The Gatehouse today stands curious and alone, an ancient sight of Elizabethan magnificence in the middle of a field and a defiant remnant of a bygone age and the last remaining trace of an old Great Hall, once home to an infamous prisoner, Mary, Queen of Scots.
The medieval manor house was replaced by Sir Edward Aston, High Sheffif of Staffordshire in 1555 and Gatehouse was built in 1580 by Sir Walter Aston
Described by Sampson Erdeswick in 1598 as “one of the fairest pieces of work made of late times in all these counties“, she has seen the rise and fall, the plotting and scheming, the loves and losses, of many great families.
Most famously, Mary Queen of Scots was imprisoned at Tixall Hall for two weeks in 1586 while her prison rooms at Chartley were searched and her secret papers seized.
Her jailer Amias Paulet had gone to assess the hall in September 1585 as a more permanent residence. Paulet thought the house was suitable but argued it would be a pity to make Sir Walter and his household of 100 persons move out, as his high standing and religion was good for the region.
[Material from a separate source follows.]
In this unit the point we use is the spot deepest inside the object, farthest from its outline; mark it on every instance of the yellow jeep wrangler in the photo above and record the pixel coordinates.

Aston argued that the move would disturb his farming and he would be forced to sell his sixty cattle and his plough oxen.
As she left Tixall, Mary is reported to have wept to the poor gathered at the gates, “I have nothing for you, I am a beggar as well as you, all is taken from me.”
To think of all of the people who have passed under this very archway and who’s footsteps have smoothed the cobble stones and echoed off the walls, the place is now silent, providing shelter in the middle of the field under the great rooms of the gatehouse.
There are now many portraits of Mary in the rooms at the Gatehouse, including a small sober print of her which looks down upon the beautiful bath tub in the turret bathroom, as if to remind bathers to gather their rosebuds whilst they may. I find it profoundly moving to think of all the days and all the lives this building has seen – grand to lowly, happiness to the deepest sorrow – and all those it continues to see.